“Queen Charlotte: A Bridgerton Story” has one of the most complicated, and yet stylistically unified, scores of any series this year — Kris Bowers‘ original score, the 18th-century period music, and a surprising number of string-quartet covers of 21st-century hits.
The Netflix series, a prequel to the 2021 hit “Bridgerton,” imagines a Black bride for England’s King George III in 1761, chronicling their initially rocky marriage and her gradual understanding of the monarch’s mental illness; flash-forwards to 1817 feature an older and wiser queen.
Bowers, who earned two Emmy nominations for his work, returned for the prequel but took a different approach. “This show needed a level of intimacy that the score for ‘Bridgerton’ doesn’t necessarily have,” he says. “My initial instinct was to write for a smaller ensemble, and to mic and mix the music in a way that was more intimate and tactile, a sense of closeness to the instruments.”
He played the 18th-century fortepiano for the younger Charlotte — “it’s a very bright sound, with a very different feel,” Bowers says — as part of his chamber ensemble: string quintet (two violins, viola, cello, bass), sometimes adding a second cello. “The older Charlotte is more of that ‘Bridgerton’ sound,” he adds, “a bigger orchestra, grand piano, a more refined sound versus the grittier sound of young Charlotte.”
In a surprising connection with another Bowers project, he was inspired by the music of French-Caribbean musician Joseph Bologne, Chevalier de Saint-Georges, just weeks before he got the job of scoring “Chevalier” (the film released earlier this year).

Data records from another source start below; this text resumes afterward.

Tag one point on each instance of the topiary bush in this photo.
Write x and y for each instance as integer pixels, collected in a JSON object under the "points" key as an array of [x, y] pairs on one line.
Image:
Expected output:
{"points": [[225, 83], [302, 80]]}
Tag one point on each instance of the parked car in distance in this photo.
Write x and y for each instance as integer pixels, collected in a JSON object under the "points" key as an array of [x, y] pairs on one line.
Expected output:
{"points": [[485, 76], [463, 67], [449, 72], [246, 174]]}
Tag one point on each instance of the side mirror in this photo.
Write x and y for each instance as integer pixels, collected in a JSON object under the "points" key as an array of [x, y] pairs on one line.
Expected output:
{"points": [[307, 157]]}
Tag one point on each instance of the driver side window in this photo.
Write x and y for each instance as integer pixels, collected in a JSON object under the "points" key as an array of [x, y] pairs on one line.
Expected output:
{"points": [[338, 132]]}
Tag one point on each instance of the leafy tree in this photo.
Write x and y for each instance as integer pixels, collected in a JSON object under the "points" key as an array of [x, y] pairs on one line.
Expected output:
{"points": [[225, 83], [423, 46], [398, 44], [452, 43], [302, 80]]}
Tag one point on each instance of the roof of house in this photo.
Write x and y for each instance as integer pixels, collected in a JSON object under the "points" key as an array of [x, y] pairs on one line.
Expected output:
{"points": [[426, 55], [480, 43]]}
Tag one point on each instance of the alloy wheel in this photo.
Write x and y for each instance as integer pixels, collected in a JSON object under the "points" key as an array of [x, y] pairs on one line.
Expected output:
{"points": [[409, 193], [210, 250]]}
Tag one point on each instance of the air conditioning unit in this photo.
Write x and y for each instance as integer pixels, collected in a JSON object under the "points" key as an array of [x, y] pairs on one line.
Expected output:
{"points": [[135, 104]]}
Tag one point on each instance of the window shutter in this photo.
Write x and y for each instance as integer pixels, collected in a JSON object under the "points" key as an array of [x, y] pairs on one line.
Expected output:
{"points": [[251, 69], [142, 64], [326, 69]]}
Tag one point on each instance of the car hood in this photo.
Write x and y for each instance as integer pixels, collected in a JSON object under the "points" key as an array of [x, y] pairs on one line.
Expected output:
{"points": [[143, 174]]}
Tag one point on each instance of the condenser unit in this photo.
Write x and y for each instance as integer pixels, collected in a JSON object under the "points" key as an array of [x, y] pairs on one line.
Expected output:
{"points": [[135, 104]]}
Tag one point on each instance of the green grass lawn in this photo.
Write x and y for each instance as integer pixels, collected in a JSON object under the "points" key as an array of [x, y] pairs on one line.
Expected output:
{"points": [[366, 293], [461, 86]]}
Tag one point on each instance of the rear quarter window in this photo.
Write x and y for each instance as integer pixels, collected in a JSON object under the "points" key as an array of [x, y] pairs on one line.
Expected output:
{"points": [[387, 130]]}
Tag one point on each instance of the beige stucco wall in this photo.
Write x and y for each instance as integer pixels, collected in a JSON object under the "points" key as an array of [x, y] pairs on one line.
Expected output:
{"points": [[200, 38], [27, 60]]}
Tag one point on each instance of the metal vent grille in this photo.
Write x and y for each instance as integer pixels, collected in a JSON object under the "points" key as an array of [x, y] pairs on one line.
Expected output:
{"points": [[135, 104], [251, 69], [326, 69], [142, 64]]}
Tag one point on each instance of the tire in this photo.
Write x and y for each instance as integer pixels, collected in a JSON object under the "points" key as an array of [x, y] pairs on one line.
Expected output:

He penned a song with Tayla Parks, “A Feeling I’ve Never Been,” for the royal wedding, along with other moments “where my reference point was trying to emulate Chevalier in different ways.”
According to “Queen Charlotte” music supervisor Alexandra Patsavas, executive producers Shonda Rhimes, Betsy Beers and Tom Verica “had srong ideas about how score and source (music) could enhance the storytelling, and we started the conversation well before production.”
Similar to the much talked-about covers of contemporary songs in “Bridgerton,” “Queen Charlotte” contained versions of songs “written, performed, or turned into cultural juggernauts by women of color,” Patsavas says, including “Halo,” “If I Ain’t Got You,” “Deja Vu,” “Run the World,” “Nobody Gets Me” and “I Will Always Love You.”
“Shonda Rhimes thought these iconic female artists of color — Beyonce, SZA, Whitney Houston, Alicia Keys — were perfect to tell Charlotte’s story through music,” Patsavas added.
The Vitamin String Quartet performed Keys’ “If I Ain’t Got You” for Lady Danbury’s ball in the third episode. Then after the series was finished, a music video of that song featuring 70 women of color, dressed in period costumes, was shot while they performed an orchestral version at London’s Abbey Road. Bowers produced it.
Patsavas also found approximately 30 classical pieces of the era — “Georgian icons such as Handel, Mozart, Purcell, to make sure songs and sounds of the era were introduced and heard.”